I have been wondering how to keep the tags in a blog to describe its content accurately. As I’m not the most disciplined person, tagging posts correctly and precisely is not what I’m best at. During my work I encountered someone who had made use of Wordle. He used Wordle to quickly analyse the contents of a website. The result was great. Simply counting the words seemed a simply and effective way to accurately describe the contents of a site.

So I ended up creating two plugins: one for creating tag-clouds that have the “Wordle” look and feel, and one for “tagging” posts, simply by enumerating all used words in a post. The first is described on an other post: ImageCloud plugin. The second has become the “text2tag” plugin.

The text2tag plugin can be downloaded from WordPress: Text2Tag.

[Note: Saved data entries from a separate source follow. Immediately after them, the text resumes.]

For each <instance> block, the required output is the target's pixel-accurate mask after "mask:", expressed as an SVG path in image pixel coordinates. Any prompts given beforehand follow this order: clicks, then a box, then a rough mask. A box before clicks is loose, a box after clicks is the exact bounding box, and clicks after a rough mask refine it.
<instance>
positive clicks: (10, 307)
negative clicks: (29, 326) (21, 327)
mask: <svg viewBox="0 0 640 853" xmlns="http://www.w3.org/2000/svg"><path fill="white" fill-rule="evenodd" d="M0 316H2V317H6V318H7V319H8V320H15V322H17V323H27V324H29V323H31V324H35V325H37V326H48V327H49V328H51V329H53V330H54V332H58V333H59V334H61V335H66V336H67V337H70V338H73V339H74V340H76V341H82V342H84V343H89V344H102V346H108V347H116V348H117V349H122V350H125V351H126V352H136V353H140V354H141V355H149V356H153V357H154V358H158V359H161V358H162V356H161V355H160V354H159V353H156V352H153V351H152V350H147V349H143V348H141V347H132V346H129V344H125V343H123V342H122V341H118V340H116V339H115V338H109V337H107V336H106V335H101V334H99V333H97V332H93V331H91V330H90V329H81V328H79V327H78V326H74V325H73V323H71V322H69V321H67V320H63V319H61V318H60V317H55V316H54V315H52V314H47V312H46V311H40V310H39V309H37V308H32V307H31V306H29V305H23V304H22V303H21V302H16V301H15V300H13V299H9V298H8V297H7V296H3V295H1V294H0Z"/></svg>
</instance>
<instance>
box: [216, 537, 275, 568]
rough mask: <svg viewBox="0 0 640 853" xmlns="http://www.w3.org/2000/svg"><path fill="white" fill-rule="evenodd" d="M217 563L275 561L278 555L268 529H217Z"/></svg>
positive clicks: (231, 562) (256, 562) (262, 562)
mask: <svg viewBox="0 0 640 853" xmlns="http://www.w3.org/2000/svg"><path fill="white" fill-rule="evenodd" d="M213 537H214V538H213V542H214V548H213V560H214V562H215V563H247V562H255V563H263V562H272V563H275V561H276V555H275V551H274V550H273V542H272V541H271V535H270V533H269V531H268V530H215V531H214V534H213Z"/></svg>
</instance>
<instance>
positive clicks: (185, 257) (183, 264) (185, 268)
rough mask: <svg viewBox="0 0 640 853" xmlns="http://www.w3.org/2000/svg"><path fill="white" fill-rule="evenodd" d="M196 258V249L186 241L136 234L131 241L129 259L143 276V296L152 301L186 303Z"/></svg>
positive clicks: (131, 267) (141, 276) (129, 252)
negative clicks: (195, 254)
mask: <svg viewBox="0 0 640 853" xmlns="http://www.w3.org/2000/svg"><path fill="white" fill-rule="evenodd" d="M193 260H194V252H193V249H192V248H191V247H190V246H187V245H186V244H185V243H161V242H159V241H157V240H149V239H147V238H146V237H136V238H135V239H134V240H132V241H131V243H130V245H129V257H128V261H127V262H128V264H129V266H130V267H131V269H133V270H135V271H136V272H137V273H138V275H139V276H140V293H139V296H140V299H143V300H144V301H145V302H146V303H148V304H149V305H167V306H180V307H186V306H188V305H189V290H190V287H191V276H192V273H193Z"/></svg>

The text2tag plugin will convert every word that occurs in a post title or content into a term (tag). By default the plugin will add these terms to a new taxonomy called “words”. Optionally, the terms can be added to the “post_tags” taxonomy, used for normal tagging in WordPress. I did this because I did not want to overwrite the existing tags by default.

The plugin provides the option to create a so-called stop list. Words in this list will be kept (or even removed) from the taxonomy. This allows authors to ignore meaningless, but often occuring, words like ‘a’ or ‘the’. An option is added to ignore numbers, as I find these uninteresting in most cases…

There are many opportunities for improvement. For example, stemming of words could be done. However, as I do not have the knowledge about such algorithms I did not add it. If you are capable of adding such features, please feel free to share your knowledge!